Afundado no bojo arenoso do casco
meu corpo é um trate da saudade longa
estirado estripado por tentáculos verdes de algas fundas
vago no convés entre as gentes
como movente e dispersa corda solta do alto
pendular
com a foto tirada lá do outro lado
imagino que agora estou no meio
e me parto em grito de vôo diviso
e me seguro firme na borda que deita ao mar
homem – silvo de vento louco
que a cada respiração oprime o peito
com a maresia excessiva do cérebro
rangendo entre os dedos a melancolia
espécie transeunte entre o barco e o que virá
me fecho do medo com os olhos no céu


Poema publicado em Caderno Literário: O imaginário do mar e do navegador, p. 47.

quinta-feira, 8 de outubro de 2009

Passeio


Tina Modotti (Itália, 1896 - 1942). Calas, 1925.


Trago o cigarro

sopro em nó:

cavalo de três coices

em flores de sós

radiantes as brutalidades da rua:

cavalgaduras de arame dos portões

sirenes contra os donos mesquinhos

pulos secos de rosto virado

trago o cigarro

cuspo o amargo:

garganta dura olho lágrima

nalgum buraco de calçada remendada:

flores sós.

quarta-feira, 9 de setembro de 2009

chamado


Leo Matiz (Colômbia, 1917-1998). Rostro.


seu nome no meu grito
vem alto como a tempestade lá de fora
atravessa os sentidos
com os pés de menino de peito aberto
correndo sem eiras nem beiras

sexta-feira, 14 de agosto de 2009

Andando com olhos tapados


Edward Weston (EUA 1886-1958). Tina Modotti.


as coisas quebram
ao menor sinal do meu cílio
da dobra em ziguezague da calça na cadeira

as coisas quebram no repente
da torção do pescoço pra trás
do ínfimo gole de água

as coisas quebram meu fêmur
no pulo cego da janela da cozinha
na falta grave de sonho e nuvens

as coisas quebram meu fêmur
na esqualidez de fome do olho
no acordar morno ainda da falta

na lâmpada fina da sala
as coisas rasgam meus músculos
e de sobra um estilhaço da veia aorta

segunda-feira, 10 de agosto de 2009

Eu sei que vou te amar


Manuel Álvarez Bravo (México, 1902-2002).
o que não diz

o que vem sem barreiras do seu corpo
vagueia no cotidiano com formas moventes
serpenteando os afazeres
seguindo os olhares com contornos frágeis
(a fragilidade das certezas)
os medos e as agonias
a vida informe e translúcida dos em tornos
fazendo seu caminho de águas escuras
por entre os amores as raivas as mágoas
por entre os tendões de felicidade dos corpos
guardei o movimento dos lábios
o movimento das falanges tão dobráveis

sempre está dito

terça-feira, 21 de julho de 2009

Trecho de conto 2: Como montar um homem


Man Ray (EUA, 1890-1976). Max Ernst, 1934.

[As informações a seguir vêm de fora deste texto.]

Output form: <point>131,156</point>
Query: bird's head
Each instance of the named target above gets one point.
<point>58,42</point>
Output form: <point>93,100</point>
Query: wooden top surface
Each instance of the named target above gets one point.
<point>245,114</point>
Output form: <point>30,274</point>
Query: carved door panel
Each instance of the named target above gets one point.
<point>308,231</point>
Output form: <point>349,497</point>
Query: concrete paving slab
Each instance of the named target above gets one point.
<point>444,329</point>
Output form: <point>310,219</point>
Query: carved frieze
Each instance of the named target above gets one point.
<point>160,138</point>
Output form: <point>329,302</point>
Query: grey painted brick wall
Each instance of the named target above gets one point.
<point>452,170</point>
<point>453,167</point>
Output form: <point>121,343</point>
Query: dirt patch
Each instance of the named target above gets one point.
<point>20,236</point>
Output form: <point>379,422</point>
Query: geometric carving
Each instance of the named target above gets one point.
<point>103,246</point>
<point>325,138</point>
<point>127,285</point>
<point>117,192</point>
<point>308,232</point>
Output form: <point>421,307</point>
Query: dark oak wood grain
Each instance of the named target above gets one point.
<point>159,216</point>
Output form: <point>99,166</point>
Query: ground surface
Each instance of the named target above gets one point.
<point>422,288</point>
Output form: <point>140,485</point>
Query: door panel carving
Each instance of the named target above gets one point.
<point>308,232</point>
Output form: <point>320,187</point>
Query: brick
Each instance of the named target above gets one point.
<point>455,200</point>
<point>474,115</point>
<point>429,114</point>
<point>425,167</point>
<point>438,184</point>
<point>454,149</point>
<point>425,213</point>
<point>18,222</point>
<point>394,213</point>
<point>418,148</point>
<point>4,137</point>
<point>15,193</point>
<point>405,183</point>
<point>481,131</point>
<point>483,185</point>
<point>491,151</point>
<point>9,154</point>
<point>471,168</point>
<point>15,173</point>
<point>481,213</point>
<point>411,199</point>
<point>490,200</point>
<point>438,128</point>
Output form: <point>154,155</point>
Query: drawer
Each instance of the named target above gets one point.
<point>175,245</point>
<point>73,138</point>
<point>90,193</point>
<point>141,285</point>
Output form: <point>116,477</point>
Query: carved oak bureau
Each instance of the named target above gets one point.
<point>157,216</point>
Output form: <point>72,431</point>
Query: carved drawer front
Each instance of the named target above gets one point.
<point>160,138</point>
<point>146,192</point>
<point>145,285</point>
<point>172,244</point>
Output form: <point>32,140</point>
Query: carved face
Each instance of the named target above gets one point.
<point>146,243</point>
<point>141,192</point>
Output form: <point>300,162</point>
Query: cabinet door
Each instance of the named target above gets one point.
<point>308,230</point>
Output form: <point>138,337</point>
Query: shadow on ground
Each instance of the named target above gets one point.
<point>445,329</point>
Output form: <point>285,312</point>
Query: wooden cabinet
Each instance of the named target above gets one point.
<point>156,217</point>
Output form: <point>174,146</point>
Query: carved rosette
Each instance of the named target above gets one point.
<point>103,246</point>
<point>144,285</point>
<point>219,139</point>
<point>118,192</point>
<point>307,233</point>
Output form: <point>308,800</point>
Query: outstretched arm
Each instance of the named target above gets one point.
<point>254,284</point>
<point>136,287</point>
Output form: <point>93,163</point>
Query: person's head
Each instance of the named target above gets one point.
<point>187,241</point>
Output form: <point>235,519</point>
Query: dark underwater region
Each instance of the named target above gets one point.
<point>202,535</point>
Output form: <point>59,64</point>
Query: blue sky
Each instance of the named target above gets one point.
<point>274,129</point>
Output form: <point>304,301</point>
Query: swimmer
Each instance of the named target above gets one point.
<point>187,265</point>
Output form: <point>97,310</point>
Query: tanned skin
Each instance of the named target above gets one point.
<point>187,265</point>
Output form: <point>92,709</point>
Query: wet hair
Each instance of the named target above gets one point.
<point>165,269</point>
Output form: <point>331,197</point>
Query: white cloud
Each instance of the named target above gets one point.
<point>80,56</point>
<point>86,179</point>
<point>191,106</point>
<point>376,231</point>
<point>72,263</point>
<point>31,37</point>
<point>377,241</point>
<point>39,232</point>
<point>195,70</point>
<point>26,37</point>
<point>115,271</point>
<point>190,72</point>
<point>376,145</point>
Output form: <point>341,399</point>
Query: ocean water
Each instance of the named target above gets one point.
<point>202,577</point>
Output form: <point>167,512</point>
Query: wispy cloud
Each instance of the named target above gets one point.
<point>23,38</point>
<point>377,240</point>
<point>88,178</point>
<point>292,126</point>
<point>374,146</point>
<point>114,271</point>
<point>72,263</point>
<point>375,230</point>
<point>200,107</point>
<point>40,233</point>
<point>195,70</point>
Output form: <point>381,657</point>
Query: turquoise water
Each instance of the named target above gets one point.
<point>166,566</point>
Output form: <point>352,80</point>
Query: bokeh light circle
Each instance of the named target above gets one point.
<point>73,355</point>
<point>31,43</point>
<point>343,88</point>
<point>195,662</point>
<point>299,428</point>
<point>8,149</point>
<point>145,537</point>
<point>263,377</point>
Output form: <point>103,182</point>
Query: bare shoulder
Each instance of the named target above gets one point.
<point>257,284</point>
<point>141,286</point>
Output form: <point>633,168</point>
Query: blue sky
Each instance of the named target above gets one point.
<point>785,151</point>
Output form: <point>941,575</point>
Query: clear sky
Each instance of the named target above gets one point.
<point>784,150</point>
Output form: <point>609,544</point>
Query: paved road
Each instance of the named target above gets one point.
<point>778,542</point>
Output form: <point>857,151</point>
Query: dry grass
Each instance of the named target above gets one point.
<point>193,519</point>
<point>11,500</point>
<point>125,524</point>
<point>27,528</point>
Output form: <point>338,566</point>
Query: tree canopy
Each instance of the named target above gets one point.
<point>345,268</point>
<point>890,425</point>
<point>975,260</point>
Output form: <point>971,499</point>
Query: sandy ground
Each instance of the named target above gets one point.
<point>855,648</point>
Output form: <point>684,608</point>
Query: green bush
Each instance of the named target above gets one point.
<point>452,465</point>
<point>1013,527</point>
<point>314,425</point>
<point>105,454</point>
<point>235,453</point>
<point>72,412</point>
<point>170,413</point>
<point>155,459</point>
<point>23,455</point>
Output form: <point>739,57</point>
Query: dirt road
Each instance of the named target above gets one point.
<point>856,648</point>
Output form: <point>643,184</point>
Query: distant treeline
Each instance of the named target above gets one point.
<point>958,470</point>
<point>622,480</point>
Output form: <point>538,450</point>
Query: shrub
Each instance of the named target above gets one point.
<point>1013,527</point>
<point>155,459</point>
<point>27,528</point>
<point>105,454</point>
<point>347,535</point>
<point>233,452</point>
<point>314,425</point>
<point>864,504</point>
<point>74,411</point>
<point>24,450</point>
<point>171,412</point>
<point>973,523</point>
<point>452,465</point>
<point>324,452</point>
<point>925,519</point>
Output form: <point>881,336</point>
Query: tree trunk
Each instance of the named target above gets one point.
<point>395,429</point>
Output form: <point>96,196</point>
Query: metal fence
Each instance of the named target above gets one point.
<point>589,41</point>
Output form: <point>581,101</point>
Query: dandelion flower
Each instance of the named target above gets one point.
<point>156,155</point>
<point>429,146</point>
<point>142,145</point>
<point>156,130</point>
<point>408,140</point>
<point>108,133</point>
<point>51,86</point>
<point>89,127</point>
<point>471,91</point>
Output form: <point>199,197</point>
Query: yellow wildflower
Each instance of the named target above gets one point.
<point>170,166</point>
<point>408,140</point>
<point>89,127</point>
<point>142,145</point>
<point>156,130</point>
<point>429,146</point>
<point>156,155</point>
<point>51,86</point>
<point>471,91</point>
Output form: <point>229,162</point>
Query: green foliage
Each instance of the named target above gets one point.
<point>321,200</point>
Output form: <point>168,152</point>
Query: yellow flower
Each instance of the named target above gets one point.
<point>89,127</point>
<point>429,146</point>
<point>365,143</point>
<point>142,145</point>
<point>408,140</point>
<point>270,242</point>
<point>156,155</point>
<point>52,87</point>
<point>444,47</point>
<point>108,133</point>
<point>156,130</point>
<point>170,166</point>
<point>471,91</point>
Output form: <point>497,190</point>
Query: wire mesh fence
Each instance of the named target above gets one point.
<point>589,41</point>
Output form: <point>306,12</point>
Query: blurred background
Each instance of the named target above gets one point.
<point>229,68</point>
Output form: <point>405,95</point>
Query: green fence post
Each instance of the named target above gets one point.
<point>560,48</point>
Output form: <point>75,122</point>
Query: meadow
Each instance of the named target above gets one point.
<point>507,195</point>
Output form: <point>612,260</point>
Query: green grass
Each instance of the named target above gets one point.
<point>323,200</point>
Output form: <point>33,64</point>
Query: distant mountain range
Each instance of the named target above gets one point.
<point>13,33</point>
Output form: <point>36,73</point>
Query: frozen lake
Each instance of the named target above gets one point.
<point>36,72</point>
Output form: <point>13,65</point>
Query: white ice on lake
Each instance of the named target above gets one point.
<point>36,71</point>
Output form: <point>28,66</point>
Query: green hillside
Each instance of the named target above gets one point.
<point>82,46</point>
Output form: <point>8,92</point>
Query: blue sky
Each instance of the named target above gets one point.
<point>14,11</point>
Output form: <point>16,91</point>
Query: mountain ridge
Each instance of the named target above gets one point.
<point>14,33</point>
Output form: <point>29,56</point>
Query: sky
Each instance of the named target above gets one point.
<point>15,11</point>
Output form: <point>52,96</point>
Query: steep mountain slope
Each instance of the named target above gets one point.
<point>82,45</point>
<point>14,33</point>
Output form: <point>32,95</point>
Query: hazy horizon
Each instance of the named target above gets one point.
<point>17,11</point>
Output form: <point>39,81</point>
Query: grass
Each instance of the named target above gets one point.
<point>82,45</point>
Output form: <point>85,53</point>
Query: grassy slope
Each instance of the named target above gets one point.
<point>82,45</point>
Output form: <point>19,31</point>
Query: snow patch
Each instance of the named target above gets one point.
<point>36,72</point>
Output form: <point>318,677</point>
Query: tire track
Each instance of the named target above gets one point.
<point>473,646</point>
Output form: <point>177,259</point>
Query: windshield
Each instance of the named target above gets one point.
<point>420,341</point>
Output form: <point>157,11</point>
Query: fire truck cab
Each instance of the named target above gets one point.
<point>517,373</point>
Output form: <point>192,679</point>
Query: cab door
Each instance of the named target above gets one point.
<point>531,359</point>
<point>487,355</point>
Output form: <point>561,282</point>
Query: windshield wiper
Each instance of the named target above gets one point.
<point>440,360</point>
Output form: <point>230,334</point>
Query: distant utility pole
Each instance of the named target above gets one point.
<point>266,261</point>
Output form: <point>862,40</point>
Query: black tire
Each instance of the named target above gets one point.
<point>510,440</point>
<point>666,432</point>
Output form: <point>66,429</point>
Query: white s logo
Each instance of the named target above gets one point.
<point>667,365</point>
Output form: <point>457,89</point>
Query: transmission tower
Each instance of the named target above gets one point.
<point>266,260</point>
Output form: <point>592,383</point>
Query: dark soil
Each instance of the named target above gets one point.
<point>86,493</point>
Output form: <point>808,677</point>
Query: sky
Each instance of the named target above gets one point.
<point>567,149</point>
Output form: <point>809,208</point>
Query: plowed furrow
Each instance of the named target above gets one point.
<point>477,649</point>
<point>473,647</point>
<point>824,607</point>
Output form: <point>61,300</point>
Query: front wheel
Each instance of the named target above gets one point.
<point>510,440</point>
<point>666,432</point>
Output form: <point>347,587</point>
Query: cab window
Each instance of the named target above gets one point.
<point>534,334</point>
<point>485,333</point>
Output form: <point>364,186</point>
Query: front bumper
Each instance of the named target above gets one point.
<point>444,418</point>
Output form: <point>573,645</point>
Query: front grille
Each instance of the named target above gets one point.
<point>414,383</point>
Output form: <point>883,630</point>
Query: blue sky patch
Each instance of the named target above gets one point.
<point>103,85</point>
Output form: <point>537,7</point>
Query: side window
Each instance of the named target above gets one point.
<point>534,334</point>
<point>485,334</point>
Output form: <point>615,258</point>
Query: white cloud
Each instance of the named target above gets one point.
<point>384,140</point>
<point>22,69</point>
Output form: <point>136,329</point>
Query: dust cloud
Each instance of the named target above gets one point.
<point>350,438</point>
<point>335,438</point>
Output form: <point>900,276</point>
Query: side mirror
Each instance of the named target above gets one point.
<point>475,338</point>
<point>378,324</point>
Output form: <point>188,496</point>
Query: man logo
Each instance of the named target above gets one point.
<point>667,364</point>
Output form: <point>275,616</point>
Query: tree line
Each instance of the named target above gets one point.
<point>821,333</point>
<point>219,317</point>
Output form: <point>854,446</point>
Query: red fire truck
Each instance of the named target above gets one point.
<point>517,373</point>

Trago o último gole no balcão do bar. Ainda o mesmo dele, talvez mais de cinqüenta anos antes. Eu visito. Eu voltei por dias. Anos afastados guardados em um bolso, amarrotado. Um endereço dado pela mãe: se quiser aparecer por lá. Ela morreu. Também me vem agora guardada desconhecida desenvolvida à espreita. Ela morreu velha. Tenho dela uns sonhos de pular de pára-quedas com a fobia de altura que terei de emprestar do seu temperamento. Viajar cem dias e cem noites de trem, com a cara na janela sem dizer palavra, como viajava de ônibus: em ônibus, sucumbia a um encadeamento de monossílabos irresistível. Podia ser dura. Tinha amnésia da maternidade com certa freqüência. E era nesses lapsos que mais me ajudava a montar um homem. Porque era dura e não tinha pena de dizer, cruas, as palavras de descrever.

quarta-feira, 15 de julho de 2009

Café da manhã


André Kertész (Budapeste, 1894-1985).


São os sons que amanhecem os olhos. Os menores. Os grudados na massa das casas. Que só se aumentam para acordar viventes desavisados. Eles me acordam e eu vou até a mesa, até a cozinha ainda feita dos sons sem tempo. A suspensão diante da mesa, esse pequeno não-tempo do meu acordar, é tão povoado das coisas menores que me perco no tumulto. Quando minha mãe espreguiça no corredor e me vê pequena, parada diante da mesa sem toalha, me olha como se eu fosse sonâmbula, como se eu não fosse quem eu sou. Mas aí eu olho pro rosto dela e digo alguma coisa curta e baixa como os sons que acordam meus olhos e ela volta a me olhar como se eu fosse eu. Da matéria que ela usou pra me fazer. E sendo outra vez familiar, ela deixa o assombro voltar pro lado de dentro das órbitas, deixa as pálpebras caírem até o meio dos olhos claros, feitos vítreos pela luz da janela, e me dá o olhar suspirado de quem ainda tem que fazer meu café. Eu desgosto dessa volta.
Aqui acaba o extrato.